LSU Sociology Professor Tim Slack Says 2020 Census Participation is a “Civic Duty”
BATON ROUGE – A decennial census is mandated by the Constitution. The census counts every person living in the United States, including college students. LSU Professor of Sociology Tim Slack shares insight into the census and its importance.
What is the census?
The census is a count of the population. The 2020 census will count the population of the United States and five U.S. territories. A count of the population every 10 years is mandated in the Constitution. The first U.S. census was conducted in 1790.
Why is it critically important for everyone to participate?
Census results play a pivotal role in determining how billions of dollars in federal funds are directed to states and communities every year, how many seats a state gets in Congress, and how legislative districts for state and federal representation are drawn. In short, an accurate count matters to all of us.
Can LSU students participate, and if so, why is it important for them to take part?

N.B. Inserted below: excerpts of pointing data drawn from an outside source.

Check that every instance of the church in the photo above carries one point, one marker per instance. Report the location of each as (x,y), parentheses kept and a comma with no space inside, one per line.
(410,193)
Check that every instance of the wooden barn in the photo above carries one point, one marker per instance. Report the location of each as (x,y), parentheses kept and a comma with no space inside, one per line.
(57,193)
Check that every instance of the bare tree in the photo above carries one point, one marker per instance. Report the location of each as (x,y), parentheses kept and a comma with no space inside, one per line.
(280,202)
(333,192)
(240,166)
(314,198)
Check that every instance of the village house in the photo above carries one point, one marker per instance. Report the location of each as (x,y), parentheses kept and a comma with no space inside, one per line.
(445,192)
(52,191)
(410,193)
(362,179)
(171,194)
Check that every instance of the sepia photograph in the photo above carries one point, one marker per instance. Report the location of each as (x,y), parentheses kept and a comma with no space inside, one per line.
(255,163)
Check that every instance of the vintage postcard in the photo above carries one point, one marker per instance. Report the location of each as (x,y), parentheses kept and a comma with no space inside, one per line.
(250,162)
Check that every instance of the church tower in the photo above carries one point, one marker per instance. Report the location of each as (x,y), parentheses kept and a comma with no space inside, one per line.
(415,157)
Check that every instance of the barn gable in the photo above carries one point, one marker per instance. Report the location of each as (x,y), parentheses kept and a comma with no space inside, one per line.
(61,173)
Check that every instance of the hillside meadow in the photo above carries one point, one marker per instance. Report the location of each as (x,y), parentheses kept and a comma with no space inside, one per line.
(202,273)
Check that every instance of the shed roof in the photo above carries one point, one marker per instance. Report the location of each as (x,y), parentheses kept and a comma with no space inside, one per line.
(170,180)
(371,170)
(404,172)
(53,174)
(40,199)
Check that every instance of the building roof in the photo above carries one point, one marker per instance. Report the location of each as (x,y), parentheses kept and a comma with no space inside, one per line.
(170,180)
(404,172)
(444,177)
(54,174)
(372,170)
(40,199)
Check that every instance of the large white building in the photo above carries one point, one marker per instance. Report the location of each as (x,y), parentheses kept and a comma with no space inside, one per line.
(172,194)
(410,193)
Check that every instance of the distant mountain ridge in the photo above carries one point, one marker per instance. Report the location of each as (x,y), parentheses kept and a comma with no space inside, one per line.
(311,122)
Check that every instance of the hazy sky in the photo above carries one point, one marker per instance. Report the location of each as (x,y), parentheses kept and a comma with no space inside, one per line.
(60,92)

Absolutely. Not only can LSU students participate, they should participate as a civic duty. It is important that LSU students be counted at their usual residence, which is the place a person lives and sleeps most of the time. This can be different from one’s legal residence or voting residence. LSU students living in residence halls or off-campus residences in Baton Rouge should be counted at those places.
This has become complicated by the current situation with COVID-19, as many LSU students have returned to their parent’s homes or other places, despite their usual residence being in Baton Rouge. But the bottom line is, these students should be counted in Baton Rouge.
Those living in residence halls deemed “group quarters” should be counted by university administrators. However, all the students typically living in Baton Rouge in other types of arrangements, but are staying in other places during the pandemic may get missed. Not getting that population counted here in Baton Rouge could put the local area at a federal funding disadvantage for the next 10 years.
How does the census impact state funding?
Census data informs many federal funding formulas. It is especially important in Louisiana because we rely more heavily on federal redistribution than folks in most states. Only a handful of states count federal funds, as opposed to state tax collections, as their largest revenue source. Louisiana is one of those states.
For people who say they’re too busy to complete the census - how long does it take
How long it takes to complete the census depends on how many people live at a residence. But for most folks it will probably take only 10 or 15 minutes. There are fewer than 10 questions asked about each person in a household.
What happens when people don’t participate?
If people do not respond online, by mail, or by phone, the Census Bureau will send someone (an “enumerator”) to try to find people at their homes and get them counted. If people do not get counted at all, then important decisions over the next decade will be made based on incomplete data. This is bad for all of us.
Is this a topic you teach in your classes? If so, what do you hope students get out
We certainly talk about the census. And, more importantly, we use data produced by the Census Bureau all the time to understand social trends and differences between groups, how the country is changing, and the broader sociological implications of those changes.
If you could talk to every person in Louisiana about the census, what would you want
them to know?
It is critical that every Louisianan be counted. It matters in terms of your political representation in our democracy. It matters in terms of government funds for your community. It is your duty as someone who lives in United States of America. Everyone needs to be counted!